Cuba’s National Tree
The royal palm (Roystonea regia) is the national tree of Cuba. It is native to the island and is such a characteristic symbol of its scenery that it has become the emblematic representation of the country, appearing, solitary and majestic, in one of the fields of the national seal.
And, nevertheless, besides its symbolic and aesthetic power, it is a very utilitarian tree. Peasants who are known as pollards climb up to its top to cut off the fruit (palm nuts) shown in big clusters on top of the palm being an exceptional food for pigs. The clusters, dry and free of fruit are used as domestic brooms.

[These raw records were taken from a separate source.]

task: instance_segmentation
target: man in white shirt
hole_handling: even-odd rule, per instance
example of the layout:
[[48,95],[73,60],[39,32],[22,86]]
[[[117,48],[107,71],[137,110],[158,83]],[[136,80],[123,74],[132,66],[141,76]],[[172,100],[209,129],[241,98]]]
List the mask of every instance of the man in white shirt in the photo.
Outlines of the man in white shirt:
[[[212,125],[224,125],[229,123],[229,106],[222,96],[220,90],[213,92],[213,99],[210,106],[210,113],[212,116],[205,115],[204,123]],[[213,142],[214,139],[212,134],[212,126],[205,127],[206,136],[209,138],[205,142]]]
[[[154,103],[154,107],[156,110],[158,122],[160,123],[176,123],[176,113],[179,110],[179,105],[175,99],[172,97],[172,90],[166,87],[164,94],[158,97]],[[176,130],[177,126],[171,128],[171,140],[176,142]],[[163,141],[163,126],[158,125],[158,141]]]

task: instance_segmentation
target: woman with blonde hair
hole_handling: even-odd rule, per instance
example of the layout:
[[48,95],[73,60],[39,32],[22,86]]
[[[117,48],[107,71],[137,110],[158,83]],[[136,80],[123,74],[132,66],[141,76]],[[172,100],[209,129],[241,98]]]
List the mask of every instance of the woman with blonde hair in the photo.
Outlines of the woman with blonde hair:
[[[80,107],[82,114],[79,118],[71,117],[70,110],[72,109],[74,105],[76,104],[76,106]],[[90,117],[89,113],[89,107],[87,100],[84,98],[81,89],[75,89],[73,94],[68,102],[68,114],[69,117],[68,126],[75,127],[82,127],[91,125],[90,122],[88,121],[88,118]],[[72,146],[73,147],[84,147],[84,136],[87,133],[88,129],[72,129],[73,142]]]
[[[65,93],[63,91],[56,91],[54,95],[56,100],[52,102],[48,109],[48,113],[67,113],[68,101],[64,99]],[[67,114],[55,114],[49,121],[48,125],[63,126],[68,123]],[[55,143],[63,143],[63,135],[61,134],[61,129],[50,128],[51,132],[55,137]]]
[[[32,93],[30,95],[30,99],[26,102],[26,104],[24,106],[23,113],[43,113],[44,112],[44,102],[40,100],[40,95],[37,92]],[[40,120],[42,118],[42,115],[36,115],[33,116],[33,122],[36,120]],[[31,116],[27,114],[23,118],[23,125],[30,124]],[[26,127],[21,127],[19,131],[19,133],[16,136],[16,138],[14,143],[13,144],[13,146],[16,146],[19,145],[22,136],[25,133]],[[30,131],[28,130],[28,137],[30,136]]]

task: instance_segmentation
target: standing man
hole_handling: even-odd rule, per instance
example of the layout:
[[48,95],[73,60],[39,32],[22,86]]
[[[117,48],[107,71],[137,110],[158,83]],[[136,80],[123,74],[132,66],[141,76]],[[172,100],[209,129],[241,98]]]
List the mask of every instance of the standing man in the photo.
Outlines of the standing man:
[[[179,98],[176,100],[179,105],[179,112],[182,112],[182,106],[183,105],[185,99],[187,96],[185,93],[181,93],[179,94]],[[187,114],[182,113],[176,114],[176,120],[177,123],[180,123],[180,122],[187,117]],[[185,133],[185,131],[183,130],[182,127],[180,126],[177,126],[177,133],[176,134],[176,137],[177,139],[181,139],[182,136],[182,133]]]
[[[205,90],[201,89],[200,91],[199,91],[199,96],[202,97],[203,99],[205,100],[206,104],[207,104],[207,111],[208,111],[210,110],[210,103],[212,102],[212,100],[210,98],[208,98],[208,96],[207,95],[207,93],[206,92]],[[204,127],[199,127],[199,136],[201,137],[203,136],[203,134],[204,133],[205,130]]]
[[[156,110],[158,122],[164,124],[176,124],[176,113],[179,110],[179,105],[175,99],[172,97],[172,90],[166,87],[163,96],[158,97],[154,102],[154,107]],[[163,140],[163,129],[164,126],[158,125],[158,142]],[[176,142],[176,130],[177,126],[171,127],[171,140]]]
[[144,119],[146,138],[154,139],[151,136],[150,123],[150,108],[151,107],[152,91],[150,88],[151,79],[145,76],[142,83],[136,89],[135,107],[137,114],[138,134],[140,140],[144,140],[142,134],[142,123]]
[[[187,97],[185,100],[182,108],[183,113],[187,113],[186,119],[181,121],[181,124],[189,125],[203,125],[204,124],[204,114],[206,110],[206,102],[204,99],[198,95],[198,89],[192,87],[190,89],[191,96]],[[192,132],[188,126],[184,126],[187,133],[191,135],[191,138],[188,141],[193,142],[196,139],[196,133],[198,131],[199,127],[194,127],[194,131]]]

The tender shoots and hearts (palm hearts) are used as food in soups and salads and it was a very useful food staple for the Cuban Army of Liberation during the Independence War. Its fronds are used by peasants to roof their rustic houses and to cover the tobacco plants in the tobacco farms. The widened bases of the fronds are used to store tobacco in branches and also to form the walls of peasants houses. Also the hard exterior of the trunk, made into boards, is used to build “corrals”, bridges over creeks, etc.
The royal palm, which flowers and bears fruit all year around, form those picturesque palm groves that you can see throughout all the insular geography. But even then, forming those beautiful and characteristic groups, each of them, slender and proud, look as if they are wrapped in a unique and different solitude.